# pcmcia wireless card

## aych

i am trying to install gentoo on a IBM THINKPAD X20

i have a wiereless lan card on pcmcia the Dlink DWL 650

i am install from live cd and now need to emerge sync but i cannot get onto the internet.  i have tried all kernels and the dopcmcia option at boot time.  if you need anymore details or have a response can u email me at hoyiki@hotmail.com

thx

----------

## longinoa

as a general rule (that ive noticed) live cd's arent able to handle pcmcia wireless cards.
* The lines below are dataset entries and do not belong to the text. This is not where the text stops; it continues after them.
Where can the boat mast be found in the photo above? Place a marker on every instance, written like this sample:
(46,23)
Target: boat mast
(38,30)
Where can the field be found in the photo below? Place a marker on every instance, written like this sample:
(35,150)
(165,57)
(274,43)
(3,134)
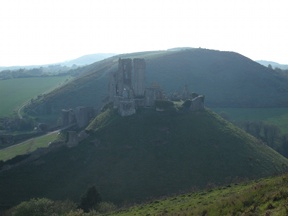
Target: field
(15,92)
(276,116)
(27,146)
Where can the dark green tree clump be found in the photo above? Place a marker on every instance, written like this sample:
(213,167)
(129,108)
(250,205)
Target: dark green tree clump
(90,199)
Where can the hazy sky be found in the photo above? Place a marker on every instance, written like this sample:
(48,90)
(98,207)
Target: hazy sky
(49,31)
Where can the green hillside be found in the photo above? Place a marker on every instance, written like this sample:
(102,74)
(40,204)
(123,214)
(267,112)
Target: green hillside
(15,92)
(144,156)
(27,146)
(227,79)
(264,197)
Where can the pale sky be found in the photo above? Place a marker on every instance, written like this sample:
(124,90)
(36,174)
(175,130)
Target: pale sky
(48,31)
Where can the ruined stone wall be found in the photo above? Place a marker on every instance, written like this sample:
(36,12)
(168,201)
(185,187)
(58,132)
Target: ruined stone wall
(197,103)
(139,76)
(127,107)
(83,116)
(124,75)
(152,94)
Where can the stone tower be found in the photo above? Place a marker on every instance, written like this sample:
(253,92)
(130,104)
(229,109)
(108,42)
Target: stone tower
(139,77)
(124,76)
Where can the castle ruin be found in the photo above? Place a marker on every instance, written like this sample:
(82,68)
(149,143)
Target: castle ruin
(128,92)
(127,87)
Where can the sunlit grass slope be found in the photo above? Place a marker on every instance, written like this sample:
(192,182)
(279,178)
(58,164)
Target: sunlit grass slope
(143,156)
(15,92)
(276,116)
(27,146)
(262,197)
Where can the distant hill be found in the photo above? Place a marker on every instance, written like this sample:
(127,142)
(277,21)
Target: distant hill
(149,154)
(87,59)
(227,79)
(273,64)
(81,61)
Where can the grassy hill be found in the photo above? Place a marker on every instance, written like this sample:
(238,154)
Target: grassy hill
(139,157)
(227,79)
(15,92)
(27,146)
(262,197)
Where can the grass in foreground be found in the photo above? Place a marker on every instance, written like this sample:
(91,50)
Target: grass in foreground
(27,146)
(15,92)
(263,197)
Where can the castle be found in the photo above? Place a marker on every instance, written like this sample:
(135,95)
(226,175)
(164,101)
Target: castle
(127,89)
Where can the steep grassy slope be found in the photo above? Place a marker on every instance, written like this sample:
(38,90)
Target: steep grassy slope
(227,79)
(264,197)
(27,146)
(143,156)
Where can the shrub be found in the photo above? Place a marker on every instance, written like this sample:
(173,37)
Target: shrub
(90,199)
(42,207)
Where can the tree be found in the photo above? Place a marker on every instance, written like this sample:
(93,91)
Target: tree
(90,199)
(43,207)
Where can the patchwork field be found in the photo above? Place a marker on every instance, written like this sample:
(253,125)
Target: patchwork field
(15,92)
(276,116)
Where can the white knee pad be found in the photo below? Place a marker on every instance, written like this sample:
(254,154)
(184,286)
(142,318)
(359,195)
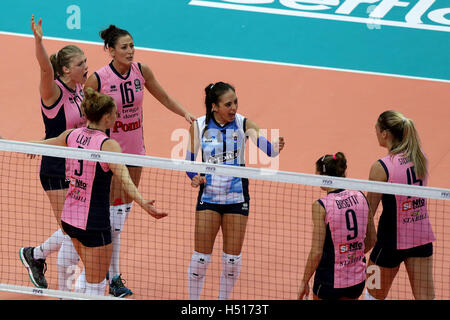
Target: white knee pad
(198,266)
(231,265)
(118,215)
(67,255)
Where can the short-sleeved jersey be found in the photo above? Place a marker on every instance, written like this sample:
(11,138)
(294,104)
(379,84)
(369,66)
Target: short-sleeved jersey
(87,201)
(223,145)
(128,94)
(63,115)
(343,263)
(404,222)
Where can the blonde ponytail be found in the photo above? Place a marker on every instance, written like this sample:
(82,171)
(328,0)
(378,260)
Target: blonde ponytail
(405,139)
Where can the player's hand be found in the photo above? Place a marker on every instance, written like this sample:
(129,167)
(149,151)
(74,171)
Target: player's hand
(303,292)
(31,156)
(189,117)
(198,180)
(151,209)
(279,145)
(36,28)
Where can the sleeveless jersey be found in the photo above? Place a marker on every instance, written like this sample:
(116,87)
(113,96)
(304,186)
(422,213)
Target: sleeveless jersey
(404,222)
(64,114)
(223,145)
(128,94)
(343,263)
(87,201)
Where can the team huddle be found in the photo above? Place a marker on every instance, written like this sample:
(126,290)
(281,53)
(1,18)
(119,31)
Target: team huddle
(91,201)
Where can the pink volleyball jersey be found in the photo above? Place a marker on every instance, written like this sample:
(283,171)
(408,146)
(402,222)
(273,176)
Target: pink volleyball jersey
(128,94)
(87,201)
(404,222)
(343,263)
(63,115)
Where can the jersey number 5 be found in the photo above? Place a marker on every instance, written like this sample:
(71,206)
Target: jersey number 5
(411,176)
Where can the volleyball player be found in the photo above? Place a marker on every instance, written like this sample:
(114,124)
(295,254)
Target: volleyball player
(343,231)
(404,229)
(85,216)
(223,202)
(125,81)
(61,79)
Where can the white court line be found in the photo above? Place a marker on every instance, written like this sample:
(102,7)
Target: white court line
(392,75)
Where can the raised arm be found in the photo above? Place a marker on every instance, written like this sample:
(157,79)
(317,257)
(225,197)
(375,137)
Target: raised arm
(191,154)
(160,94)
(60,140)
(121,172)
(48,89)
(271,149)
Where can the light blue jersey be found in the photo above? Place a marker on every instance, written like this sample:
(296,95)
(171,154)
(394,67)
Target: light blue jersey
(223,145)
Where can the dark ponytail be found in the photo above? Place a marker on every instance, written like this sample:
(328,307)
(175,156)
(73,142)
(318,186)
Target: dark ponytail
(213,92)
(111,35)
(332,165)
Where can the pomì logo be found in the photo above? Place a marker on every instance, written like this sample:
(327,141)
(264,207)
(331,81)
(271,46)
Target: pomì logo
(416,14)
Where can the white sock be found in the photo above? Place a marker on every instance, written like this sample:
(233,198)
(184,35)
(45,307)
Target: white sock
(51,245)
(114,265)
(368,296)
(196,274)
(118,216)
(97,289)
(80,284)
(67,263)
(231,268)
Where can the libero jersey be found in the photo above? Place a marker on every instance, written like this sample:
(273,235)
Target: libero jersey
(63,115)
(223,145)
(128,94)
(404,222)
(343,263)
(87,201)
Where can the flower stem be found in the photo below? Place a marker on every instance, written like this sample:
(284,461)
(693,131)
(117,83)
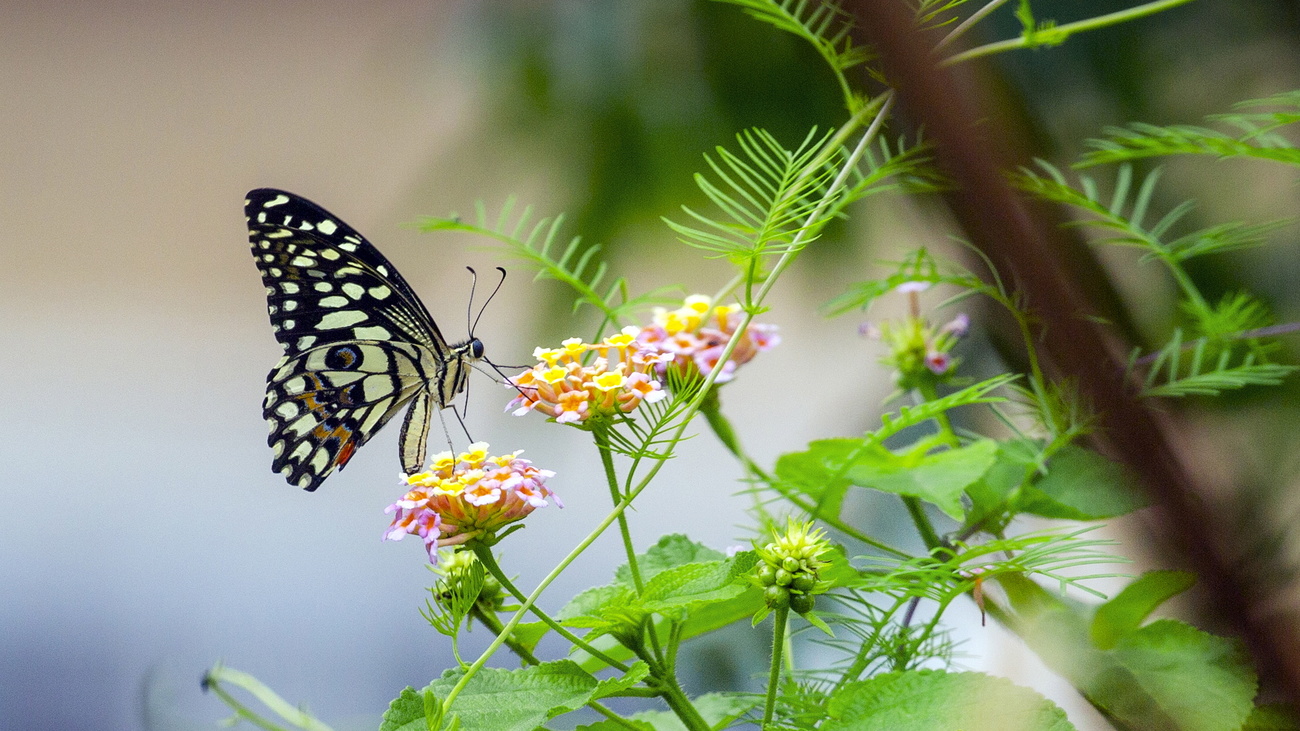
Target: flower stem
(718,422)
(1066,30)
(602,442)
(489,562)
(493,623)
(671,692)
(774,677)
You usually have to use a lan connection to get internet to do emerge sync and emerge update

----------

## aych

is there a possible way i can emerge onto a cd on another computer, then cmopile it to the laptop? because i dont have a different card, both the wired and wireless are pcmcia.  i have done the portage tree from the live cd but i cannot bootstrap.sh without internet

oya and the eth0 doesn't show..

only lo, sin0, and tap0 are in ifconfig -a

i cannot get eth0 to showup

----------

## Xargon

I haven't tried this off the LiveCD, but I do have a working DWL-650.  It uses the modules: yenta_socket, hermes, orinoco, orinoco_cs.  Maybe try loading those?

----------

## aych

how would i load these and where would i find these files?

thx for the help tho

----------

## li1_getoo

after u boot ur livecd u  use : modprobe tulip && modprobe orinoco && etc  .... d-link cards have diff version and all use diff drivers  try  http://support.dlink.com/ , if u donwloaded the full 700Mb cd then u can install it of cd without having to have a internet connection  and u'll have to compile ur own kernel and choose the right drivers...   make sure u do ur reading before u start    .

good luck

----------

## aych

how do i make these mod probe modules load on boot or default?

----------

## aych

umm.. after all this time.. i still cant make the modprobe modules auto load on boot.. any help?

----------

## dxq

 *aych wrote:*   

> umm.. after all this time.. i still cant make the modprobe modules auto load on boot.. any help?

 

At the boot prompt type:

boot: gentoo dopcmcia

and hopefully your PCMCIA card is supported by the LiveCD.

----------